The disciples resist this process of being brought down to earth with a bump. They argue against Jesusʼ interpretation of his Messiahship. They have seen his glory; surely, they only have to tell others of their experience for them to believe. Or perhaps they think, the transfiguration can be repeated at ground level, to force people to believe. Only later, perhaps, will they look back and see that the mountain top experience was what gave them the strength to carry on through the agony of the cross to the experience of resurrection. The people of the Apostolic Church, as we heard in our first reading, were sustained through times of trial by the memories those first disciples shared of their mountain top experience.

Many of us will have had ʻmountain top experiencesʼ in our religious life – though not necessarily at the top of a mountain.
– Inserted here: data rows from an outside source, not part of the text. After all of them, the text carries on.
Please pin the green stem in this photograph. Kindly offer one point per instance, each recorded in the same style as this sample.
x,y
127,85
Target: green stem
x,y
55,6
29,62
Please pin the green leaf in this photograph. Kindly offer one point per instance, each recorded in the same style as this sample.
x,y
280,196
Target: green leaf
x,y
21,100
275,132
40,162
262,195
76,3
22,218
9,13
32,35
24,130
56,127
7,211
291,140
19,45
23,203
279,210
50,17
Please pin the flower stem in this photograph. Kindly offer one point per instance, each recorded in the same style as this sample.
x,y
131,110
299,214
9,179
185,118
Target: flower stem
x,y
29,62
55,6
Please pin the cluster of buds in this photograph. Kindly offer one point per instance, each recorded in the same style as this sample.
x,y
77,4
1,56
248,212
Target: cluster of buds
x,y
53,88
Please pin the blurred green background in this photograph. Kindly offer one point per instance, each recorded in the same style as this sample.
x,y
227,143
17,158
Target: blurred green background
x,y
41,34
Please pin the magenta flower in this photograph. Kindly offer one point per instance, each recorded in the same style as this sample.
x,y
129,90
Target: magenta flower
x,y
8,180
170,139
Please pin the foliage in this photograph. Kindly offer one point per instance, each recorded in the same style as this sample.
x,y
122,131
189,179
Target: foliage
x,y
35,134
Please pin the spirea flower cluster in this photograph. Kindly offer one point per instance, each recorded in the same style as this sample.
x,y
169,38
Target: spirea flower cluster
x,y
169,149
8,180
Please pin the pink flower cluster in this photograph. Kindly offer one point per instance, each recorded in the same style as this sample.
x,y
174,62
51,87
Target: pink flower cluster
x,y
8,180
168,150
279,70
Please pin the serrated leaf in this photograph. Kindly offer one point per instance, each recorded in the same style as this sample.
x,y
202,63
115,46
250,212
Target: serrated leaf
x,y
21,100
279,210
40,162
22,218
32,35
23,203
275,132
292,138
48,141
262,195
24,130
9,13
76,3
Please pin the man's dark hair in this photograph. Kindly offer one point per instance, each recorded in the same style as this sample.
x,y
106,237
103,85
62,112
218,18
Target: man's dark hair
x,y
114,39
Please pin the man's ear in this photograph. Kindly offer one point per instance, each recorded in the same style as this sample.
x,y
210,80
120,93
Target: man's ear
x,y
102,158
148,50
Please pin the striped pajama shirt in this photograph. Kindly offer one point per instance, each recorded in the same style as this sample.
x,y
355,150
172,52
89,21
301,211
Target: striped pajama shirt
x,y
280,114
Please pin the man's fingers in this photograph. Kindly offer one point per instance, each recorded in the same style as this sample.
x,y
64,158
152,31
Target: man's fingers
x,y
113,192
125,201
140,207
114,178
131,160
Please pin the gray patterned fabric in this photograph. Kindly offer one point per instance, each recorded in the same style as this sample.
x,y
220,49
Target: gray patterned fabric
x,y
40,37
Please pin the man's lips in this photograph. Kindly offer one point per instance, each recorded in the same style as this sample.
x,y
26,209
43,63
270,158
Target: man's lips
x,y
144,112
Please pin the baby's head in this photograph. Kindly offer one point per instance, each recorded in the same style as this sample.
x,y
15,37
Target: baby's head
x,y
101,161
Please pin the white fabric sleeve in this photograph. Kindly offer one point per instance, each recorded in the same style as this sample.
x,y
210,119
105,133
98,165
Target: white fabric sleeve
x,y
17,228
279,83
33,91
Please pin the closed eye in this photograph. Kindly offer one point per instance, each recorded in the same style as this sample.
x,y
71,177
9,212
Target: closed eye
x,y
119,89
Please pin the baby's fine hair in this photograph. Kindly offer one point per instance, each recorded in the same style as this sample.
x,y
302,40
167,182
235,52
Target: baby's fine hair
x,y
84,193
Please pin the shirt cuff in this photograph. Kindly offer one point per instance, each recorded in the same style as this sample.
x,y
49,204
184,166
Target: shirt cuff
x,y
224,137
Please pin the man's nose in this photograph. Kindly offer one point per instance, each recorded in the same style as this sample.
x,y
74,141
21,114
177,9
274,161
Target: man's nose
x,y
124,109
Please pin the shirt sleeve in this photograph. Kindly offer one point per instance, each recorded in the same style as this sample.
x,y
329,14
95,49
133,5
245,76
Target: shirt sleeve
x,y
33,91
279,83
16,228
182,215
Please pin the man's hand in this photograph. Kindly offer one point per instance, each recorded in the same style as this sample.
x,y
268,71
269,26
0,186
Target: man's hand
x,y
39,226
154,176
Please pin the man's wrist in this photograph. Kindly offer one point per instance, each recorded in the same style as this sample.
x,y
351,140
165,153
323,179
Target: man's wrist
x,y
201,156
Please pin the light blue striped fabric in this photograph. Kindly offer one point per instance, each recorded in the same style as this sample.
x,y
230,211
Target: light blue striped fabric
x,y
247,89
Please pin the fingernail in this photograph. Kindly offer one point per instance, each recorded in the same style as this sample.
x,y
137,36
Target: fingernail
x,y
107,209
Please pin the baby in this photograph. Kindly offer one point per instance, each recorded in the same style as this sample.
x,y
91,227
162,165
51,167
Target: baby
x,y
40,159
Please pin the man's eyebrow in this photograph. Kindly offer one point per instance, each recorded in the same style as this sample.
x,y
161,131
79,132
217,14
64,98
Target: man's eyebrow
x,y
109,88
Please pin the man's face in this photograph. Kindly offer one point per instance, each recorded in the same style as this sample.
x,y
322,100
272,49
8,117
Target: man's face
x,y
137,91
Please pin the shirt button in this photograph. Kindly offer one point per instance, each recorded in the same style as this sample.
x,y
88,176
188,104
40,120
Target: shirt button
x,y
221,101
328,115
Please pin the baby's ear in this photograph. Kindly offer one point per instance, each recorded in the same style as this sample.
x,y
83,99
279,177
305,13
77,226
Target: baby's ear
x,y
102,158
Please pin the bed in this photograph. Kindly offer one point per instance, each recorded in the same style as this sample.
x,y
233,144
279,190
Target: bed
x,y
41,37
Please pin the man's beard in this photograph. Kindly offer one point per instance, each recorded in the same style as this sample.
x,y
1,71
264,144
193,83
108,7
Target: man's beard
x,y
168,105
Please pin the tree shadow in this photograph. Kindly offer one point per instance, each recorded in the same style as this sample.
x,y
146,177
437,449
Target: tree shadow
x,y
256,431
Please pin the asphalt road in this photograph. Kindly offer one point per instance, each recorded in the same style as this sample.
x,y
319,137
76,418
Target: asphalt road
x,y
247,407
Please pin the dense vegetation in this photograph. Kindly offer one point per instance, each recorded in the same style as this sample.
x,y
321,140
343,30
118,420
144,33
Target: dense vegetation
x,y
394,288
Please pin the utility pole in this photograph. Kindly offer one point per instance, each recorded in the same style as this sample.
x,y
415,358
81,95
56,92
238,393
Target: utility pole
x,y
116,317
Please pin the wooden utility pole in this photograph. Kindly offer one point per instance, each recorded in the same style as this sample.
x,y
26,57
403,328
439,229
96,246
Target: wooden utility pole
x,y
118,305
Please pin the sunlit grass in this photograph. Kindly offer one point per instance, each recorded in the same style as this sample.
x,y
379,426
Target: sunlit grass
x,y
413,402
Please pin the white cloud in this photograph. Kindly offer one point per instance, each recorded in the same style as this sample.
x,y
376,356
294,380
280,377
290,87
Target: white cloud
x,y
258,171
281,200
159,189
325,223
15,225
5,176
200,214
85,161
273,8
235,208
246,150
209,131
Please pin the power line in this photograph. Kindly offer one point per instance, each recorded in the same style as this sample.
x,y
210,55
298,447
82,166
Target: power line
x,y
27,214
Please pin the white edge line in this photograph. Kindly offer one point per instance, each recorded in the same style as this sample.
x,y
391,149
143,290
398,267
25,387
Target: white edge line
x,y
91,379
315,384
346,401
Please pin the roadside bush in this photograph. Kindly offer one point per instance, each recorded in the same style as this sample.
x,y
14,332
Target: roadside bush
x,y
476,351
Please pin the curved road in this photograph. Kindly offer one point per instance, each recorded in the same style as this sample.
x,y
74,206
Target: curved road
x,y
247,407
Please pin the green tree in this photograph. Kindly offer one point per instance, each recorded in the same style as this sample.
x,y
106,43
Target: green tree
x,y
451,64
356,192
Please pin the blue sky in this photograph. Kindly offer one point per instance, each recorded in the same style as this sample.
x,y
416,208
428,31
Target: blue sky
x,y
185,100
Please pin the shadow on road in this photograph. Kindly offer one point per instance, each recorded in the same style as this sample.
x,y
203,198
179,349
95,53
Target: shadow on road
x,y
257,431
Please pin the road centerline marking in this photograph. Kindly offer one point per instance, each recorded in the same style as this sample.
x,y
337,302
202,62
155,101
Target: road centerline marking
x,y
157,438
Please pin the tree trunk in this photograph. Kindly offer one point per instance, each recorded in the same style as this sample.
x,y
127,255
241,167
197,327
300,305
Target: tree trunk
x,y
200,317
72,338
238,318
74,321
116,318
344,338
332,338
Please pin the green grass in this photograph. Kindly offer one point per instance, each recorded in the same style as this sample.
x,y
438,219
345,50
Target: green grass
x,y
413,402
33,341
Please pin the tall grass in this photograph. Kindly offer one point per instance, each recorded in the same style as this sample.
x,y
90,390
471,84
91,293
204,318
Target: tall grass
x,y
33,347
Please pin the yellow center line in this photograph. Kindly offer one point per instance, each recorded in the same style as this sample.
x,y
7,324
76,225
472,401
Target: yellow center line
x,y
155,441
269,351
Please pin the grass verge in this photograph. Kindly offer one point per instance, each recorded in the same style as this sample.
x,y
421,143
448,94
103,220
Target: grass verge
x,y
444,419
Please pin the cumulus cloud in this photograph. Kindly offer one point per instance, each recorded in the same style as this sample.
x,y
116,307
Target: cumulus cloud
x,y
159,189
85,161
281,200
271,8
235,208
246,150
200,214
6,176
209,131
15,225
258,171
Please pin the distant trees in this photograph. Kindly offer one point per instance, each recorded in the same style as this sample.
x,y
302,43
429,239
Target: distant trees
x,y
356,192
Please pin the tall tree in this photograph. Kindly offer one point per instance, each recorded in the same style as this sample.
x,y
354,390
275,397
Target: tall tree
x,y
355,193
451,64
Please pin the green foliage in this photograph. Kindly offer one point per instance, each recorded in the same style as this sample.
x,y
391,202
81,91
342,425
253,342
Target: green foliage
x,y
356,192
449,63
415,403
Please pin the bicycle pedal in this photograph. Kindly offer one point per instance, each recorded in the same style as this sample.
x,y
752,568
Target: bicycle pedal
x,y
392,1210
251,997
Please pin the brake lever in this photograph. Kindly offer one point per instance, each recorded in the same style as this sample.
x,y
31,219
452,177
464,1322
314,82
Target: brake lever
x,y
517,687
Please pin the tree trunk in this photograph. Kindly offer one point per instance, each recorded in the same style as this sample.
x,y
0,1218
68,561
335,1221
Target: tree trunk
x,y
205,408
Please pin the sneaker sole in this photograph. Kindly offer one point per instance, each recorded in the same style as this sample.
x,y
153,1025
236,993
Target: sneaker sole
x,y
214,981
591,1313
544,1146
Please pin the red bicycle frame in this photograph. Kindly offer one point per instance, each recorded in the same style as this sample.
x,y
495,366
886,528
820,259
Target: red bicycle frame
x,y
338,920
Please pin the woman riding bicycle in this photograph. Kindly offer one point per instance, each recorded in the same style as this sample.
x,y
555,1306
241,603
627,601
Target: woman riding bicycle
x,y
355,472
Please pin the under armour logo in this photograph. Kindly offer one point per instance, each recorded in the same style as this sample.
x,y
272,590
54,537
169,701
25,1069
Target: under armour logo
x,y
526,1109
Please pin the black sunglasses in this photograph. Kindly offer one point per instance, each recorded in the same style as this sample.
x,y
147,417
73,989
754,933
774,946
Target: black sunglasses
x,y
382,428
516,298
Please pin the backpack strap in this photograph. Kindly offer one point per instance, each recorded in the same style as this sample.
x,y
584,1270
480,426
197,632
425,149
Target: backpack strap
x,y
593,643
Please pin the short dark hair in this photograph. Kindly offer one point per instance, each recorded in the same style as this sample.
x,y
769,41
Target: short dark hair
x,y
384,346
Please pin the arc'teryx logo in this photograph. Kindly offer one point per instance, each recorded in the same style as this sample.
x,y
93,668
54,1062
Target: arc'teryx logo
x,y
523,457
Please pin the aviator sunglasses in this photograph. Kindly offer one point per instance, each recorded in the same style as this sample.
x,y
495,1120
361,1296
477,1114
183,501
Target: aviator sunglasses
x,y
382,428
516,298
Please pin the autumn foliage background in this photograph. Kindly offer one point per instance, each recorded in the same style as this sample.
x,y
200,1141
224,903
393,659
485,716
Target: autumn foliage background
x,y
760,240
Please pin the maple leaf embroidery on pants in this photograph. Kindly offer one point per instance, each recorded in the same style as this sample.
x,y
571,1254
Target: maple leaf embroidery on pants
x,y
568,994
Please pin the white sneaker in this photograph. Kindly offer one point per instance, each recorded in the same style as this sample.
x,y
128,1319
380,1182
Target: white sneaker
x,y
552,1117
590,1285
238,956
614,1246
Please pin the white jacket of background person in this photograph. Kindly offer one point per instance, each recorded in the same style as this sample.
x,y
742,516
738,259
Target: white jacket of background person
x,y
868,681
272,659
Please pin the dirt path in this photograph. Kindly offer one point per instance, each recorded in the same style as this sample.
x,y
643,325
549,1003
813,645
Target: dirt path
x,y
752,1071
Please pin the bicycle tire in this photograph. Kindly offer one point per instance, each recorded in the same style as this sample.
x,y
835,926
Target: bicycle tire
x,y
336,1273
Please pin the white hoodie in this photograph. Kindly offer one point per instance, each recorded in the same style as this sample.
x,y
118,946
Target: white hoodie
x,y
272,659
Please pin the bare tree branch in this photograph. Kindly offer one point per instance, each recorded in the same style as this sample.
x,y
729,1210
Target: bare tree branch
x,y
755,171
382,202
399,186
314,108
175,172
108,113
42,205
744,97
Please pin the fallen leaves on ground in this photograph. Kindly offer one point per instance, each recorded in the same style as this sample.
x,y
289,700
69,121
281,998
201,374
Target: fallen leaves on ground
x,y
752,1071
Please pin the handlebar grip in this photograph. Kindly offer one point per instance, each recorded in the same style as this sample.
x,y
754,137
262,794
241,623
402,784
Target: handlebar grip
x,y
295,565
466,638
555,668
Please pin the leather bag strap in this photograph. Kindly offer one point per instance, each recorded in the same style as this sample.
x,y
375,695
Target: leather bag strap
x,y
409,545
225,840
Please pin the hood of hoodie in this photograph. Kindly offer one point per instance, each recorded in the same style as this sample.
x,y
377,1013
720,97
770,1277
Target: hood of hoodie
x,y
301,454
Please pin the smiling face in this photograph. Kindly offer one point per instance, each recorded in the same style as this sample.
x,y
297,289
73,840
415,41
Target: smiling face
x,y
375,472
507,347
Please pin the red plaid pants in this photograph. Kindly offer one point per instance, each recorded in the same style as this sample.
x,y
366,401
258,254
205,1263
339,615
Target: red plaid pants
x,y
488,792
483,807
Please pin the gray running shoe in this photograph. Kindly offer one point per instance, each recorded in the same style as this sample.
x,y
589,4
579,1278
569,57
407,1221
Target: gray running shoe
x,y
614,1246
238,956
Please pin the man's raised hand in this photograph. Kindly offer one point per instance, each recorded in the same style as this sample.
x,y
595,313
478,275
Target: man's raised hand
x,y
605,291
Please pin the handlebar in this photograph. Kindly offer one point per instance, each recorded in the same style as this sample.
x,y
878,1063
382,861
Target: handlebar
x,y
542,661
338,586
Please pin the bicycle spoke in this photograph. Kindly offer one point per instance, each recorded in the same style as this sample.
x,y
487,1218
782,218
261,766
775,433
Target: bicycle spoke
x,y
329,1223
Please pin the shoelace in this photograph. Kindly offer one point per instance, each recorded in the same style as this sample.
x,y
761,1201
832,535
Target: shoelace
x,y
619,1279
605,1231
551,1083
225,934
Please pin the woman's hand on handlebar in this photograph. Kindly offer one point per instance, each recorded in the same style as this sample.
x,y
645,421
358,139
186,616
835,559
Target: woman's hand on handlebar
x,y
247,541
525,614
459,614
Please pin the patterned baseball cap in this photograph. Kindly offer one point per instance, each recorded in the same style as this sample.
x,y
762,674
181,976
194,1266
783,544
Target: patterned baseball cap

There are, for most of us, times when our faith is strengthened, and we are encouraged to carry on by an overwhelming experience. Perhaps it is the experience of worship, in a large crowd as at Taize; or in a quiet spot imbued with centuries of prayer, like Holy Island or Iona; or supported by glorious music, such as you find in at Evensong or Carols at Kings College Cambridge. Or perhaps a course of teaching prompts us to see our faith in a completely new and exciting way. Perhaps we may have experienced an unexpected healing of body or mind; or perhaps a kind act by someone, or an encounter with a person of spiritual depth brings revelation and a deepening of faith.

But few of these experiences last for long. Sooner or later, we all have to come down from the mountain top, and get on with life in the valley , life in all its ordinariness, and with all its problems. Most of us, like Peter, would much rather stay on the mountain, where the glory of God is right in front of our eyes, and there is no room for doubts. However, the voice of God from the cloud will not allow us to stay there. It tells us to listen to Jesus, and Jesus is leading us down again, and along another path to glory, one which goes through the depths, through failure and death, rather than along the heights.

We cannot stay on the mountain top. But we can carry the mountain top experiences with us, to inspire us when the going is tough, and to give us a goal to work towards.

IMG_1501Those of you who have visited the fjords or other parts of Norway may have been told that during the winter months the sun doesnʼt reach the settlements at the base of the mountains for months at a time. Sometimes, living the Christian faith can feel like living in one of those settlements on the edge of the floor, in perpetual gloom.

When we feel like that, we need to treasure our memories of the peaks of faith to give us hope that the glory is there, though hidden from our sight. And we need to build into our spiritual lives opportunities to visit the mountain top on a regular basis, either through reading the Scriptures, through prayer, through being part of the Churchʼs campaigns or through contact with people through whom the glory of God shines, so that our belief in the possibility of Transfiguration is maintained when we come down from the mountain – as we must.